It’s fair to say I’ve been banging on a bit about poverty recently, what with all those articles about the government assault on welfare and charities covering the gaps and such and such, and while this sentence started out with the intention of apologising for all my banging on it’s looking more like ending on a justification for it because banging on’s what you get for me being around poverty all day and everyone else voting Tory. Poverty, as I was saying, is shit. Poverty breeds desperation. Desperation’s just waiting to be exploited. And the world will never run out of people looking to exploit the desperate and the poor because the world will never run out of arseholes.

As people near the end of the month, or the end of the fortnight if they’re on benefits, cash starts to run out; maybe because there’s not much to begin with, maybe because they’ve not been shown how to manage money or maybe, if we’re not afraid of sounding too much like the Daily Mail, because they’ve not got a great sense of responsibility. Here’s where the doorstep and payday lenders kick in. These are the arseholes who offer cash to poor people with interest rates so high Chewbacca couldn’t reach them on a stepladder and tippy toes. We’re talking the likes of Provident, Shopacheck, Wonga and a band of other arseholes just like them. Most cases I work, these companies make an appearance.

The interest they charge is astonishing. Shopacheck gives an example of how borrowing £300 for 32 weeks would cost £180 in interest. Wonga shows how if you borrow £400 for just 31 days you’ll repay £129 in interest. Their representative APR stands at 4,214 percent. As a general rule I’d say if there’s a comma in your interest rate it’s a couple digits too high. In the absence of alternatives, for people desperate enough to go to these arseholes these are crippling interests rates that stay crippling long after payday comes back around. Fall short one month, go to Shopacheck, you’ll be falling short for close to eight months. Repeat borrowers get caught in a cycle, forever a month behind, left with a fraction of the money they could have kept.
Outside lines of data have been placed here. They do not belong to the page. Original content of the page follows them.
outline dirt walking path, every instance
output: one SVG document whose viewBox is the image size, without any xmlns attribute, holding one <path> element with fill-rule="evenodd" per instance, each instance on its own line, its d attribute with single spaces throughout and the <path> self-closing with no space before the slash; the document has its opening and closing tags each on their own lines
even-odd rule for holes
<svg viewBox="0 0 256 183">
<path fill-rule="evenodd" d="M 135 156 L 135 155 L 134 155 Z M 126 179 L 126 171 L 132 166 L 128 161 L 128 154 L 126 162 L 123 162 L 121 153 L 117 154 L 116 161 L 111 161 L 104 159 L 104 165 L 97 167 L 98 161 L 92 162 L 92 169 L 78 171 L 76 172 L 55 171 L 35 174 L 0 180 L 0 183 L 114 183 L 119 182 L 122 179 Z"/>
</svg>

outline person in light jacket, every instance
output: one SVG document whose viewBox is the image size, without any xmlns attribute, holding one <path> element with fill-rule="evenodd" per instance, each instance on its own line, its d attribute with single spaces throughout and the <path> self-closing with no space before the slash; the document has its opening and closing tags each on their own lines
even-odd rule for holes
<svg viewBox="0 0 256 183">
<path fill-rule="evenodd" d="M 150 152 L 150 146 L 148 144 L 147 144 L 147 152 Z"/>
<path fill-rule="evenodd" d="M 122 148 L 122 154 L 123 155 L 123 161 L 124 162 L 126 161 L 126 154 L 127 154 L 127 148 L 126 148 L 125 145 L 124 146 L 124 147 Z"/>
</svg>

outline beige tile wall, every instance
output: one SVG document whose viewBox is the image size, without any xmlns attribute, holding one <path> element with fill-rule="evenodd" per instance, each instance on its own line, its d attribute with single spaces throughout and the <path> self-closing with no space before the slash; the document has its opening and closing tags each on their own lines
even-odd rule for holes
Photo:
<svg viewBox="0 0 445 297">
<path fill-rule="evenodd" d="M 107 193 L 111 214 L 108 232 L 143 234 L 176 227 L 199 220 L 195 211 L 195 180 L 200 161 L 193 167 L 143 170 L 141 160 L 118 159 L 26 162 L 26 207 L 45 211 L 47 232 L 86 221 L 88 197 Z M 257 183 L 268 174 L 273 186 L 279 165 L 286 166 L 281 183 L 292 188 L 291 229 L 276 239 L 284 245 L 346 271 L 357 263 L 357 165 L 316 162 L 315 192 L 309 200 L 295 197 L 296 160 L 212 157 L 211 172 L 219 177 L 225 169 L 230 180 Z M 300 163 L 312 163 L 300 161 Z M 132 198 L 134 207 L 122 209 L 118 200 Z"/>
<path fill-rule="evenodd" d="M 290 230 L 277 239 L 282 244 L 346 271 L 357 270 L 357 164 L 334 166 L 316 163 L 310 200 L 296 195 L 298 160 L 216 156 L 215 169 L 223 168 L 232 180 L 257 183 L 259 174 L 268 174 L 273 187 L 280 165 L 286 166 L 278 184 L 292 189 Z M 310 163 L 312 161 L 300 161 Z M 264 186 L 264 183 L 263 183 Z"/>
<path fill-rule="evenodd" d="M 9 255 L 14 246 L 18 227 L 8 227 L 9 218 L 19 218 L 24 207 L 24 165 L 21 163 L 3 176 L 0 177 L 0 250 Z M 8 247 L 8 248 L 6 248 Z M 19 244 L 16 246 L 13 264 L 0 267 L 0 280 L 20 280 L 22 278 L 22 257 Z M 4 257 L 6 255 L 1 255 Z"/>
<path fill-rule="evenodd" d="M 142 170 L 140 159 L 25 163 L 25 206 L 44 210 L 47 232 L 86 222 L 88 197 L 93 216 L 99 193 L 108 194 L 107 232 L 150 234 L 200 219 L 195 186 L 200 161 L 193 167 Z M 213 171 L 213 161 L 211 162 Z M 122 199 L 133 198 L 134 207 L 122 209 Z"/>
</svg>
A few weeks back, before I took my largely unnoticed sabbatical and all hell broke loose in the world of light entertainment, Panorama ran a show about these arseholes. It showed vulnerable people with diminished capacity talked into loans they didn’t need, people well into their second decade of repayments that started with a loan of close to bugger all. Naturally, Provident issued a statement saying everything in the world of Provident was not only fine but also dandy, and making out how everything we’d seen actually happen in the show was probably just a trick of the light.

The morality here’s in the sewers. Specifically the sewers of the 19th century, where Charles Dickens’s poos float past with populist contempt. This is people doing lousy things to other people because they like money better than they like people. They know what they’re doing, getting rich off the poverty of others. And business is booming. Last month Wonga said their profits over the past year had shot up to £45 million. That’s a rise of 269 percent, the kind of increase you’d usually only see if you borrowed twenty quid off them for half an hour.

The amazing thing is these arseholes are actually regulated. They’re not, technically, loan sharks. They’re okayed, regulated lenders. For those of you with an interest in semantics, when Direct.gov warns people about loan sharks they describe them as giving loans on very bad terms (check) with an extortionate rate of interest (with you) and harassing you if you get behind with your repayments (yep). There’s a fairly fine line at work here. True, Wonga does less in the way of leg breaking but when that’s your only claim to the moral high ground you know you’re in trouble.

The more amazing thing is, according to these arseholes’ websites, their customer feedback places them somewhere around awesome. Wonga reckons 92% of surveyed customers would recommend it to a friend. Shopacheck reckons 94% of its customers are satisfied with its service. And when I talk to people about these arseholes, generally they see them as a viable way of getting through. And I find that horrifically sad. People being exploited, and people thinking they’re being done a favour.

So what’s a Zero to do? Not much, really. Just tell people not to use them and hope they don’t.